Sin Noticias de Dios, uma produção espanhola imperdível!
Trata-se de um filme alternativo e com produção barata dirigido pelo excelente roteirista e aqui também diretor Agustín Diaz Yanes. Sem Notícias de Deus nos apresenta diversos aspectos positivos e alguns, bem menos, negativos. Como já se sabe, não enfoco a minha crítica em pontos negativos, mas só nas qualidades da obra. Assim, passamos à análise qualitativa do trabalho.

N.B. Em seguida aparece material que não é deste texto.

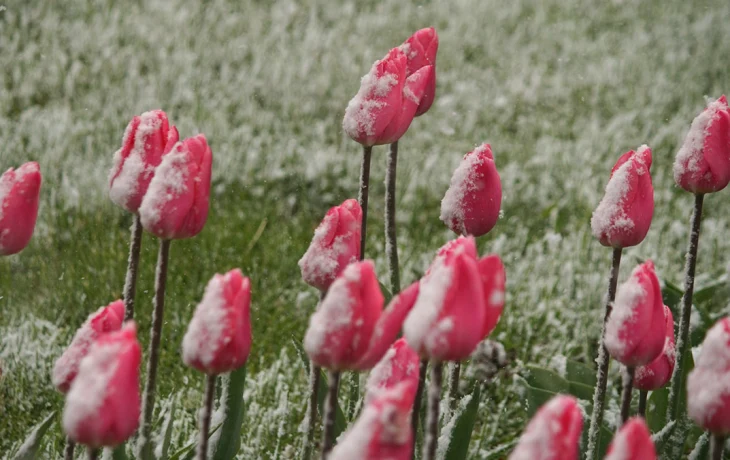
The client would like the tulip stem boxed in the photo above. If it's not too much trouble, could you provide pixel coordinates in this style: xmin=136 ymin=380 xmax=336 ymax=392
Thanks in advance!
xmin=123 ymin=214 xmax=142 ymax=321
xmin=137 ymin=240 xmax=170 ymax=458
xmin=357 ymin=146 xmax=373 ymax=260
xmin=667 ymin=193 xmax=705 ymax=423
xmin=322 ymin=371 xmax=340 ymax=460
xmin=586 ymin=248 xmax=623 ymax=460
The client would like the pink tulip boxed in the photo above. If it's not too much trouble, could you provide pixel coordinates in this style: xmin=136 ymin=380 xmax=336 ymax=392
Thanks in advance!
xmin=604 ymin=417 xmax=656 ymax=460
xmin=509 ymin=395 xmax=583 ymax=460
xmin=342 ymin=48 xmax=434 ymax=146
xmin=591 ymin=145 xmax=654 ymax=248
xmin=604 ymin=260 xmax=667 ymax=367
xmin=182 ymin=269 xmax=251 ymax=374
xmin=440 ymin=144 xmax=502 ymax=237
xmin=51 ymin=300 xmax=124 ymax=393
xmin=109 ymin=110 xmax=179 ymax=213
xmin=139 ymin=134 xmax=213 ymax=239
xmin=400 ymin=27 xmax=439 ymax=116
xmin=674 ymin=95 xmax=730 ymax=193
xmin=299 ymin=199 xmax=362 ymax=291
xmin=634 ymin=305 xmax=676 ymax=391
xmin=687 ymin=318 xmax=730 ymax=436
xmin=0 ymin=161 xmax=42 ymax=256
xmin=63 ymin=321 xmax=142 ymax=448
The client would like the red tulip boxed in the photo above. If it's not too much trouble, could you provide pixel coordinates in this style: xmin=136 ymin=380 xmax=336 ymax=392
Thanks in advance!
xmin=687 ymin=318 xmax=730 ymax=436
xmin=0 ymin=161 xmax=42 ymax=256
xmin=604 ymin=417 xmax=656 ymax=460
xmin=51 ymin=300 xmax=124 ymax=393
xmin=139 ymin=134 xmax=213 ymax=239
xmin=634 ymin=305 xmax=676 ymax=391
xmin=604 ymin=260 xmax=667 ymax=367
xmin=440 ymin=144 xmax=502 ymax=236
xmin=183 ymin=269 xmax=251 ymax=374
xmin=509 ymin=395 xmax=583 ymax=460
xmin=591 ymin=145 xmax=654 ymax=248
xmin=109 ymin=110 xmax=179 ymax=213
xmin=299 ymin=199 xmax=362 ymax=291
xmin=400 ymin=27 xmax=439 ymax=116
xmin=63 ymin=321 xmax=142 ymax=448
xmin=674 ymin=95 xmax=730 ymax=193
xmin=342 ymin=48 xmax=434 ymax=146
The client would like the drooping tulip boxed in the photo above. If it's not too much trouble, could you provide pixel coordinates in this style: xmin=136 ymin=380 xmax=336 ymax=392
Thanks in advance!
xmin=439 ymin=143 xmax=502 ymax=237
xmin=182 ymin=269 xmax=251 ymax=374
xmin=604 ymin=260 xmax=666 ymax=367
xmin=509 ymin=395 xmax=583 ymax=460
xmin=109 ymin=110 xmax=179 ymax=213
xmin=342 ymin=48 xmax=434 ymax=146
xmin=139 ymin=134 xmax=213 ymax=239
xmin=299 ymin=199 xmax=362 ymax=291
xmin=591 ymin=145 xmax=654 ymax=248
xmin=51 ymin=300 xmax=124 ymax=393
xmin=674 ymin=95 xmax=730 ymax=193
xmin=0 ymin=161 xmax=42 ymax=256
xmin=63 ymin=321 xmax=142 ymax=448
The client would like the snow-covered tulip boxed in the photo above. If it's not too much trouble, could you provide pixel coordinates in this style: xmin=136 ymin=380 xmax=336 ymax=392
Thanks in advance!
xmin=591 ymin=145 xmax=654 ymax=248
xmin=342 ymin=48 xmax=434 ymax=146
xmin=139 ymin=134 xmax=213 ymax=239
xmin=604 ymin=260 xmax=666 ymax=367
xmin=182 ymin=269 xmax=251 ymax=374
xmin=63 ymin=321 xmax=142 ymax=448
xmin=0 ymin=161 xmax=42 ymax=256
xmin=109 ymin=110 xmax=179 ymax=213
xmin=440 ymin=143 xmax=502 ymax=237
xmin=299 ymin=199 xmax=362 ymax=291
xmin=634 ymin=305 xmax=676 ymax=391
xmin=687 ymin=318 xmax=730 ymax=436
xmin=604 ymin=417 xmax=656 ymax=460
xmin=400 ymin=27 xmax=439 ymax=116
xmin=51 ymin=300 xmax=124 ymax=393
xmin=674 ymin=95 xmax=730 ymax=193
xmin=509 ymin=395 xmax=583 ymax=460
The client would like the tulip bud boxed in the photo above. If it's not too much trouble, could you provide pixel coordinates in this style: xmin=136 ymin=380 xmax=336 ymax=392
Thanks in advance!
xmin=0 ymin=161 xmax=42 ymax=256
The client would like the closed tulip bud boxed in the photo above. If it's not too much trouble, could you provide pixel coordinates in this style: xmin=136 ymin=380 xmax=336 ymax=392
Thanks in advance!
xmin=299 ymin=199 xmax=362 ymax=291
xmin=51 ymin=300 xmax=124 ymax=393
xmin=182 ymin=269 xmax=251 ymax=374
xmin=342 ymin=48 xmax=434 ymax=146
xmin=674 ymin=96 xmax=730 ymax=193
xmin=440 ymin=144 xmax=502 ymax=237
xmin=63 ymin=321 xmax=142 ymax=448
xmin=591 ymin=145 xmax=654 ymax=248
xmin=0 ymin=161 xmax=42 ymax=256
xmin=604 ymin=260 xmax=667 ymax=367
xmin=139 ymin=134 xmax=213 ymax=239
xmin=508 ymin=395 xmax=583 ymax=460
xmin=109 ymin=110 xmax=179 ymax=213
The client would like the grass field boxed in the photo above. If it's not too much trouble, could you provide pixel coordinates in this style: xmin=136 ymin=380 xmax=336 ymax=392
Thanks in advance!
xmin=0 ymin=0 xmax=730 ymax=459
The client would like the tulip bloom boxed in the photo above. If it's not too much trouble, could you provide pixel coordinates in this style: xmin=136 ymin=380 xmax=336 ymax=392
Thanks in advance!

Antes de mais nada, o ponto alto do filme é o brilhante roteiro multilingüal e cheio de mensagens interlineares que consegue envolver os espectadores nesta trama nem um pouco comum nos cinemas, com pitadas de política, religião e sarcasmo. A estória conta o conflito existente entre o céu e o inferno no que diz respeito às almas humanas. Manny é um boxeador que após sofrer uma contusão no cérebro tem que abandonar sua carreira. A partir daí, são enviados agentes, tanto do céu quanto do inferno, para conviverem diariamente com o boxeador e influenciá-lo a cair para um dos lados. A verdade é que o céu está em declínio e o inferno superlotado, o que pode contrastar uma realidade do nosso cotidiano, em que cada vez mais se trapaceia para conseguir o que se quer.
Nesta troca de críticas precisas com a situação atual do mundo, o céu é representado pela França, onde tudo é preto e branco e possui um clima recheado de classe, regado a muita música. Já o inferno se passa nos Estados Unidos, onde o calor e o sufoco sempre está presente, havendo referências indiretas ao MacDonald’s e à burocracia excessiva.

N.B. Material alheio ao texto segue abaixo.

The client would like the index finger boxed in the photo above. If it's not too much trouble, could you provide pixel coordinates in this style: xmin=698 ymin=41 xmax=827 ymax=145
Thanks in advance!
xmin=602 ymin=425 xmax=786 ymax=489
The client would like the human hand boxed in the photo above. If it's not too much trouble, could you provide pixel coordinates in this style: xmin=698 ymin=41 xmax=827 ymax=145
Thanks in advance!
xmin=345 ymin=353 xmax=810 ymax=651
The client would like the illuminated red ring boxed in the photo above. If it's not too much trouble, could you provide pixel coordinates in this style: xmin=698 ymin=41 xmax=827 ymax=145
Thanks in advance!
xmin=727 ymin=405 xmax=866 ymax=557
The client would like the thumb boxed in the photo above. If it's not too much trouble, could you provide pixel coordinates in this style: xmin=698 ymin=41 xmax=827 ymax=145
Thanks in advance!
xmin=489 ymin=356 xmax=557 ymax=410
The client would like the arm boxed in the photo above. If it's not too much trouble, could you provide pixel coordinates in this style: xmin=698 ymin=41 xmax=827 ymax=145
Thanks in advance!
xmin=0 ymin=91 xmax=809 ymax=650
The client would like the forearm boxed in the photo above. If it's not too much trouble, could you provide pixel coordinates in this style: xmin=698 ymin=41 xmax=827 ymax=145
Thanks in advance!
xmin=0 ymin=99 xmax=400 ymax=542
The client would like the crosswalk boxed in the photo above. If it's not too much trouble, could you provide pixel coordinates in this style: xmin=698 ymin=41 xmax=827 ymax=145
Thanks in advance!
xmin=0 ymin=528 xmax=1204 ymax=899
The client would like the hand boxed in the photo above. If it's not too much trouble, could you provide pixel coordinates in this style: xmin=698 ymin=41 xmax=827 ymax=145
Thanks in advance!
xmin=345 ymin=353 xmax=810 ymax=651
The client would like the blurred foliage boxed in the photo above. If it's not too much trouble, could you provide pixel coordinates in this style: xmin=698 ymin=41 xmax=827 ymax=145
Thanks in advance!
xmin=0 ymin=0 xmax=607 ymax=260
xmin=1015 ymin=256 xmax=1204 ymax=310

Porém, o ápice da trama se revela na terra mesmo, mais precisamente na cena da janta, em que os gerentes do céu e do inferno se reúnem para tratar da questão do desequilíbrio entre os dois mundos. Esta cena se mostrou, para mim, como digna de qualquer grande clássico do cinema norte-americano. Gael Garcia Bernal vive o administrador do inferno, em mais um papel brilhante, que prestes a ser derrubado do cargo resolve se unir ao céu e evitar, além da perda de seu posto, a volta do equilíbrio natural das almas. Mais uma vez aqui há comparações indiretas com a sociedade atual. Davenport, personagem de Bernal, discursa sobre a necessidade de que cada humano possa decidir o seu destino, um contraponto, a meu ver, com a democracia pouco existente nos dias de hoje. Além disse, insurge-se ainda com a supremacia dos poderosos no reino do inferno.

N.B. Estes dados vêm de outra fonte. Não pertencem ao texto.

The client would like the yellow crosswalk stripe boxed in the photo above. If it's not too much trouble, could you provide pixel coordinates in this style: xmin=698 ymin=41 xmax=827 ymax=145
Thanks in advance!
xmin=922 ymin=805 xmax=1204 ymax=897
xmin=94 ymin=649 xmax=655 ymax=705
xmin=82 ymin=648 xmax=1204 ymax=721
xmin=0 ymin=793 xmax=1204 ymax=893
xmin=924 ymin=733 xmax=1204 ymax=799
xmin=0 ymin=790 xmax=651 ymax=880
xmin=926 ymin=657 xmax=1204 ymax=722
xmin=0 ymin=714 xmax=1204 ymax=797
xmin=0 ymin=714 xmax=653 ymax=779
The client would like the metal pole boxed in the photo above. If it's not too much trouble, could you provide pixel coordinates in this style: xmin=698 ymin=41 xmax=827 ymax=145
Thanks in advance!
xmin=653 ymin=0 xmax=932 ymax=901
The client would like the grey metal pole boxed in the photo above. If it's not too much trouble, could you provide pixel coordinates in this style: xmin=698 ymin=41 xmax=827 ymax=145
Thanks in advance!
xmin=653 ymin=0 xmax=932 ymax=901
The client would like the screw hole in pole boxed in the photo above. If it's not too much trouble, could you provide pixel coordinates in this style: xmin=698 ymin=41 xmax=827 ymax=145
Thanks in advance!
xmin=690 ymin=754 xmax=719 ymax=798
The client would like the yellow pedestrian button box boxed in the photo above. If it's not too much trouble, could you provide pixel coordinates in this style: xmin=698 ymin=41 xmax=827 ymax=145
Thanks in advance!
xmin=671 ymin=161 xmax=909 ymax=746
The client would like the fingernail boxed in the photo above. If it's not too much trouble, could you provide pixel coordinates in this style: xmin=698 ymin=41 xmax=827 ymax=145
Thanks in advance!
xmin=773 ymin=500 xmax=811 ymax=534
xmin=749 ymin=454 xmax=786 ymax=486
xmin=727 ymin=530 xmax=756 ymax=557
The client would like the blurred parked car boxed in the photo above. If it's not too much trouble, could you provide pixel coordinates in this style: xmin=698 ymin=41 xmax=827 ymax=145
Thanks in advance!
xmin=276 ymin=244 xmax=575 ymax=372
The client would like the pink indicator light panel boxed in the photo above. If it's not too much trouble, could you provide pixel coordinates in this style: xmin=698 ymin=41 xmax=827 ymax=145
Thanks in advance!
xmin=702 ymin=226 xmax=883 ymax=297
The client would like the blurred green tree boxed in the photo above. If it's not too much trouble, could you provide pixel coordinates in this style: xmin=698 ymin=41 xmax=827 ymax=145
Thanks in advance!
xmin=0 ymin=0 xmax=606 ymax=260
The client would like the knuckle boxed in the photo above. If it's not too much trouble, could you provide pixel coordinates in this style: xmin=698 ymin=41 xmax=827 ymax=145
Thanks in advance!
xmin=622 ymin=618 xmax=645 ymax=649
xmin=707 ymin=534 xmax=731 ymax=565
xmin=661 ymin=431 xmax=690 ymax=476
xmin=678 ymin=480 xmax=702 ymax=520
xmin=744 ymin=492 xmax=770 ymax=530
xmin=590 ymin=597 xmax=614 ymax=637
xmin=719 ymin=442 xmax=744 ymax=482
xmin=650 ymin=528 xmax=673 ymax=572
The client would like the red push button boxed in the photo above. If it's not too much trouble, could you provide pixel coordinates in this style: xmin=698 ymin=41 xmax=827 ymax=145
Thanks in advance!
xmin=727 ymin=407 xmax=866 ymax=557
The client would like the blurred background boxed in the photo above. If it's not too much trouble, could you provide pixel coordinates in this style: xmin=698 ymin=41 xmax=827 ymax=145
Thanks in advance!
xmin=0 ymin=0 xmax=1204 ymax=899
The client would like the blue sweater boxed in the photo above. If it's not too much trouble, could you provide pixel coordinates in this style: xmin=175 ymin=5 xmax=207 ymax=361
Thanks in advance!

A direção é realizada com certa personalidade, contudo, conforme um camarada meu sempre diz, falta aos diretores estrangeiros, em sua grande maioria, captar toda a emoção e sentimento das cenas mais marcantes e decisivas de um roteiro. Consegue, ainda, contrastar muito bem as cenas do céu, falado em Francês, do inferno, dialogado em inglês, e da Terra, em que a língua utilizada é a da produção, ou seja, o espanhol.
Destaco a atuação das duas personagens principais. Victoria Abril é o anjo do céu, enviada para salvar a alma do boxeador, sendo que ela, cantora lá na boa vida, retorna à terra como a ex-esposa de Manny. Atuação brilhante, com personalidade muita constância durante todo o filme. A outra protagonista é nada mais nada menos do que a belíssima Penélope Cruz, que interpreta uma garçonete durona vivida no inferno, e que sobe à terra para viver uma prima e afilhada de Manny. As cenas mais brilhantes do filme incluem suas participações, que, com um jeitão nada feminino, traz ao filme um pouco de descontração.
É verdade que a película perde um pouco do ritmo no final, mas isso não desqualifica o trabalho surpreendente que este filme consegue resultar. Ressalto, ainda, a música Kung Fu Fighting, de Carl Douglas, na hora em que Penélope Cruz dança em seu quarto.
Esta obra alternativa consegue, portanto, superar as expectativas. Pelo menos a minha foi superada e, muito mais que isso, me demonstrou muita qualidade do pouquíssimo assistido cinema espanhol.
Acredite se quiser, mas estamos mais perto do inferno do que do céu nos dias de hoje!